Each holiday we went to Dunedin to see our many relatives. The morning mixed from Palmerston, always hauled by an A class loco, reached Merton at 7am. It was always on time. It was usually about half a dozen wagons, three or four carriages (less out of the holiday season) and the guards van. It was a through run to Dunedin, arriving about 0840, although on one occasion we stopped at Puketeraki to pick up a wagon containing fish for sale in Dunedin.
The train stopped at most of the many stations on the way. There were 17 stations between Palmerston and Sawyers Bay, five of them just shelters with no siding. Passenger traffic was moderate until Warrington, with lots of holiday cribs there, but really picked up after Waitati. Road access to the bays around Purakanui, and particularly Mihiwaka, was not good and if there was a car in the family father often had it in Dunedin for work....or left it behind and used the train.

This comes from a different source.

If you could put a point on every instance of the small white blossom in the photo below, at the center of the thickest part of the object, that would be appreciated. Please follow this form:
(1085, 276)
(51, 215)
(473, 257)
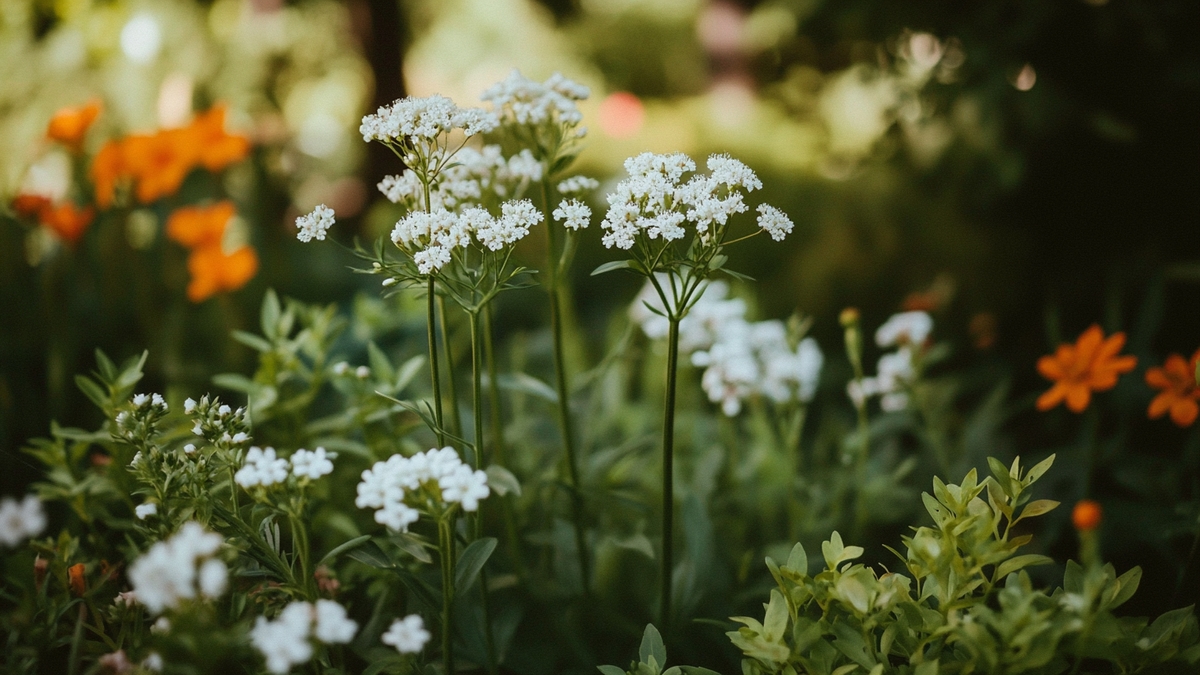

There was not much goods traffic along the line except at Waikouaiti and Palmerston. Puketeraki handled fish and fertiliser for local farms, Merton had occasional loads of fertiliser though when the "Mental Hospital" was relocated from Seacliff to Cherry Farm, near Merton, coal for the hospital was steady traffic until it was moved to Waikouaiti station. Seacliff saw little traffic after the coal moved to Merton, Evansdale had the occasional wagon of coal for the dairy factory, Waitati loaded some livestock, as did Mihiwaka.
The homeward trip on a Friday was a passenger train of 6-8 carriages in mid-summer. The coast was a popular weekend spot with many beaches to choose from. The northbound trip through the Mihiwaka Tunnel was memorable; the old wooden carriages leaked smoke heavily even after the warning from regular passengers to "Shut the windows!” The smoke entered in tune with the loco's exhaust. All windows were flung open as we emerged from the tunnel but then the train stopped at Mihiwaka and the carriages did not clear for some minutes after we moved on.
We sold the crib in the early 1950s. More cars became available then the trains were replaced by twinset railcars and by the 1960s buses or private cars looked after the customers.
It was truly a local service. Until 1946(?) when the forty hour week became the new standard working week there was a passenger train leaving Dunedin on Saturdays about 1220 for passengers along this route.